Akhilesh Sheshmani Dubey (born 5 June 1978) is an Advocate and Solicitor practising in Mumbai. Dubey is a University of Mumbai and a University of London graduate and is also admitted as a Solicitor to the Superior Courts of England and Wales and is a member of the Law Society of England and Wales. He has represented several high-profile cases including Dilip Chhabria, Peter Kerkar, Kirit Somaiya, etc.

Professional Works 
Dilip Chhabria was represented by Dubey in the Avanti case and case filed by comedian Kapil Sharma. While appearing for Dilip Chhabria at the time of his arrest in the Avanti case, Akhilesh Dubey defended him by arguing that the case was registered at the behest of Kiran Kumar of Lalita Jewellers, Dilip Chhabria’s partner, who was trying to arm-twist him. As he appeared for Peter Kerkar, the CEO of Cox & Kings Ltd., Akhilesh Dubey argued that the PwC report on Cox & Kings specified that it does not have the right or authority to determine or conclude any transaction constituting/amounting to fraud/fraudulent activity. Whether a particular transaction is fraudulent or not in its legal parlance is a matter of legal and judicial interpretation, inference, judgment, and adjudication, which can be determined, ascertained, and adjudicated only by an appropriate judicial or quasi-judicial body authorized under the applicable extant laws.

Dubey has defended Godlike esports and Jonathan Gaming against Loco (an esports platform) and is also involved in creating awareness about legislating online gaming in India. He has represented BJP Politician Kirit Somaiya in cases filed against erstwhile ministers in Maha Vikas Aghadi Government, Anil Parab, and Hasan Mushrif. In February 2022, Kirit Somaiya attacked the then Mahavikas Aghadi Government by releasing a list of "Dirty Dozens." Somaiya's plea filed through Dubey sought initiation of "necessary action" against Ratnagiri District Collector and Sub-divisional officer of Dapoli for "filing a false and misleading affidavit" before the High Court to help the erstwhile Minister Anil Parab.
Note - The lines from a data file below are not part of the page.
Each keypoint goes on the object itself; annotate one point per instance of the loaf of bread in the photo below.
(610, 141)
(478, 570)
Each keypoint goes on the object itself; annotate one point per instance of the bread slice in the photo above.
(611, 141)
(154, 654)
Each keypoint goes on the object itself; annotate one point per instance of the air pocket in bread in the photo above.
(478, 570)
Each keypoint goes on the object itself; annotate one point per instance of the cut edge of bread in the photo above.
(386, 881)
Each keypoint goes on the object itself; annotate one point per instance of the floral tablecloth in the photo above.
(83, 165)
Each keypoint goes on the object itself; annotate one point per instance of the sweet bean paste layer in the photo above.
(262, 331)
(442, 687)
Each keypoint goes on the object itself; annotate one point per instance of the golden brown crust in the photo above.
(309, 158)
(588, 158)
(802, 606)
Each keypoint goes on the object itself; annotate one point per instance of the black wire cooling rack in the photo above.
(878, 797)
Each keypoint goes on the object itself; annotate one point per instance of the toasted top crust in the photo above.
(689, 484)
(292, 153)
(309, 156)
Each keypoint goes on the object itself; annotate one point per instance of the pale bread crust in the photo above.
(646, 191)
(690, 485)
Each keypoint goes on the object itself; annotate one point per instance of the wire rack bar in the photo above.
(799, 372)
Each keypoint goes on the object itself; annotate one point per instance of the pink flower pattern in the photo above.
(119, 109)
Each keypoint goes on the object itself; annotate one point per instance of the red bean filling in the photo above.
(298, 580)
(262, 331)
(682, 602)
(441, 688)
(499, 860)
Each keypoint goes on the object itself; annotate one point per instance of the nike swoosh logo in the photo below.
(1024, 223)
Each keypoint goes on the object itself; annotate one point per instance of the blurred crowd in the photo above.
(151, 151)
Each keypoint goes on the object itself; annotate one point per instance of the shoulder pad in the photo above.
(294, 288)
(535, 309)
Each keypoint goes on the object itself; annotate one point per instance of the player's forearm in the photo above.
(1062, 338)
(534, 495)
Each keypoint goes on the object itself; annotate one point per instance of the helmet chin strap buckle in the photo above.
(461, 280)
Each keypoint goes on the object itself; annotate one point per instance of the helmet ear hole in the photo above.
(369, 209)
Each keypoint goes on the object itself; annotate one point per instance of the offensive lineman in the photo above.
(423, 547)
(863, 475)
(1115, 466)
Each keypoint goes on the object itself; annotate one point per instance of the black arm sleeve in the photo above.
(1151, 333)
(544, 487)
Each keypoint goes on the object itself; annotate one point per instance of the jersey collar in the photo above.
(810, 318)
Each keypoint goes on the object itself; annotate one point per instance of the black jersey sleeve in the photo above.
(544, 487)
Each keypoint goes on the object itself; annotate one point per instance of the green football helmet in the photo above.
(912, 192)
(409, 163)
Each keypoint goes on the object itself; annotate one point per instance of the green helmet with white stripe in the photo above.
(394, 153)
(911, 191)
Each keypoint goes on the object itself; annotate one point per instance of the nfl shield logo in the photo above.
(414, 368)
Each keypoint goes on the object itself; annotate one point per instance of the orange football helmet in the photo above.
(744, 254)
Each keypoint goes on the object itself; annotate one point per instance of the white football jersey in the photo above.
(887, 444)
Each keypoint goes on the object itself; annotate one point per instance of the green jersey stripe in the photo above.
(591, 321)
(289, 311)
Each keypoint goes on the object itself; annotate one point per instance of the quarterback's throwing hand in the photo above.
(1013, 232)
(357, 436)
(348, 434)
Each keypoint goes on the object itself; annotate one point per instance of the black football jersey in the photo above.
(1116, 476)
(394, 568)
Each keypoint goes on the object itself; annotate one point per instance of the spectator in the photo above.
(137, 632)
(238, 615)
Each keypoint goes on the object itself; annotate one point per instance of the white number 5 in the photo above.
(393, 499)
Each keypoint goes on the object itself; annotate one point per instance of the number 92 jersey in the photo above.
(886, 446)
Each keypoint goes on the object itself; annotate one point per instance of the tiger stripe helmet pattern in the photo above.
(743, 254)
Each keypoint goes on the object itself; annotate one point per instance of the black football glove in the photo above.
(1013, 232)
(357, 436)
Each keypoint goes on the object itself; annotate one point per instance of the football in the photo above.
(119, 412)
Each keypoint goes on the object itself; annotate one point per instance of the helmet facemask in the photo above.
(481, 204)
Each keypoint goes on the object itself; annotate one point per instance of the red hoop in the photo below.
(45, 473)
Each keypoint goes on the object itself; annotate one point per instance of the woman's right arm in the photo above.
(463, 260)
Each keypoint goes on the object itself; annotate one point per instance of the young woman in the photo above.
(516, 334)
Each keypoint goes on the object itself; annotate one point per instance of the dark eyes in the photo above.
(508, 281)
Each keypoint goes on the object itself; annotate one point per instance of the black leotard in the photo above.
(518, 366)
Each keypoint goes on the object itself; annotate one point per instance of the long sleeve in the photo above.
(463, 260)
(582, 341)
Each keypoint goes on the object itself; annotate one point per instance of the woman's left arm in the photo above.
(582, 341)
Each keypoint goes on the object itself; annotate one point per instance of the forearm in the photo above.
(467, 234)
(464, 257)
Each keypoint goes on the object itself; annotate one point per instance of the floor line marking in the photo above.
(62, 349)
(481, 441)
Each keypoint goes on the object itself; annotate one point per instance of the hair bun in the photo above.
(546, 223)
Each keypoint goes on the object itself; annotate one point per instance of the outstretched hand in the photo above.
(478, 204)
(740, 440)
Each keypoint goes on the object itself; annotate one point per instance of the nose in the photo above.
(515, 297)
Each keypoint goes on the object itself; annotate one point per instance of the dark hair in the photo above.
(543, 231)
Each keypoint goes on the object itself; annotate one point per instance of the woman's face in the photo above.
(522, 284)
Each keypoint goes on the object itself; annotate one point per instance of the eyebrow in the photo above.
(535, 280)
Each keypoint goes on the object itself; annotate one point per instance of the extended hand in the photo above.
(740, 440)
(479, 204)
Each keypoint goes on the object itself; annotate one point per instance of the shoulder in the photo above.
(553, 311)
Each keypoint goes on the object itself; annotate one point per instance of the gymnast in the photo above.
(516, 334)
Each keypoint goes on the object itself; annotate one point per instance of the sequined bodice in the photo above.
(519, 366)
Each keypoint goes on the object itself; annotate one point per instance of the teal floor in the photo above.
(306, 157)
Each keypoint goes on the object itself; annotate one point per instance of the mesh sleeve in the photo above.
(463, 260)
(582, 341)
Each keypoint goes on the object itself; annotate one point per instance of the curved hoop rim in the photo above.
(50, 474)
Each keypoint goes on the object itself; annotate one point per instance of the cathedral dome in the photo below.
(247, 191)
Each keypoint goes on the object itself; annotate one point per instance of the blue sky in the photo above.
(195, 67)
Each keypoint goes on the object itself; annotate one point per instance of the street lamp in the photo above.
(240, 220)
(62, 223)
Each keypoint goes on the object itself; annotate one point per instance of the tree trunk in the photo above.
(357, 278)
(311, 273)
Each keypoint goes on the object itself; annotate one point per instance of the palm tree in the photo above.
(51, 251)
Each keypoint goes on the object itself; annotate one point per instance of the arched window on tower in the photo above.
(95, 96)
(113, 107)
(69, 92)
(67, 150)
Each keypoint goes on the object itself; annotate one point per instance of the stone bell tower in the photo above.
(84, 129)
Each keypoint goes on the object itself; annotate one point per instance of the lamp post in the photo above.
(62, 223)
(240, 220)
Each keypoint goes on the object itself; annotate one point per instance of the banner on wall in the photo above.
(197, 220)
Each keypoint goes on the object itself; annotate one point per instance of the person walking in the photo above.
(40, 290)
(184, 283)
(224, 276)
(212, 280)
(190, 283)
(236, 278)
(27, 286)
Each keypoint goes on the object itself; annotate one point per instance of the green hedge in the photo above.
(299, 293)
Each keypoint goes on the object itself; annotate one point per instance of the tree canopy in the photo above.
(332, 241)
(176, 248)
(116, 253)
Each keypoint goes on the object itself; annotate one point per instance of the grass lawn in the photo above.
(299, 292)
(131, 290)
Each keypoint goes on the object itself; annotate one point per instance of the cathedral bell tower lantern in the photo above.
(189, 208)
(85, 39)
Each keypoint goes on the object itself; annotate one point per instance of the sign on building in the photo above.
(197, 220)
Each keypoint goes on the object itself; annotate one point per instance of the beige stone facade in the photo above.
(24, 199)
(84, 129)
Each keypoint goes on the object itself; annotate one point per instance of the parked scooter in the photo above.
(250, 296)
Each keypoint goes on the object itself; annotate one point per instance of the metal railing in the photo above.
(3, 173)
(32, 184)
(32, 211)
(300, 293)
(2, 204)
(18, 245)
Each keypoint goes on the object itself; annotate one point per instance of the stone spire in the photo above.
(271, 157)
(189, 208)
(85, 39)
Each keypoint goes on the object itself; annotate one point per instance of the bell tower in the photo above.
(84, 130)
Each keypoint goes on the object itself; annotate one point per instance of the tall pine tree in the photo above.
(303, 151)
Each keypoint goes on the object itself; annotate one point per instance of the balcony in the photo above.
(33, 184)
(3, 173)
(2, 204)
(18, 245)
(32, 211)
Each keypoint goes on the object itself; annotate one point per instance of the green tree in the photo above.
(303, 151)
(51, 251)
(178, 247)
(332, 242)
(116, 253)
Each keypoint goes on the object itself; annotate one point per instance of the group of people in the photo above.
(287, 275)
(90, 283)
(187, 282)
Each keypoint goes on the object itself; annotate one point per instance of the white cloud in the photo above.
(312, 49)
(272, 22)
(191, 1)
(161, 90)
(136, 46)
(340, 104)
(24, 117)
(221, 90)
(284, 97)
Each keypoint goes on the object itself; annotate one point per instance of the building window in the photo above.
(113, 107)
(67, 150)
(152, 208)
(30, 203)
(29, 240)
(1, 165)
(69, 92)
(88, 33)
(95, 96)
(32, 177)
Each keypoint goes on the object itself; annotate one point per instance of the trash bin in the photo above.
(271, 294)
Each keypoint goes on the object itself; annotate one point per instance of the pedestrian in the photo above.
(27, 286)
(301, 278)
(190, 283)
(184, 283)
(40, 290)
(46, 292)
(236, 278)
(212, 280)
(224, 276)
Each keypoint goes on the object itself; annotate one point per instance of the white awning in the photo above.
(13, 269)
Somaiya's plea against Sadanand Kadam, allegedly a close aide of former Maharashtra Cabinet Minister Anil Parab, filed before the Bombay High Court through Dubey said it was the BJP leader's de facto complaint against illegal construction that led to all proceedings against Kadam.

Dubey is an author at The Daily Guardian newspaper, where his articles are regularly published on op-ed pages. His scholarly papers are published on renowned repositories like SSRN. He is also a writer and columnist who writes regularly in print media about legal developments.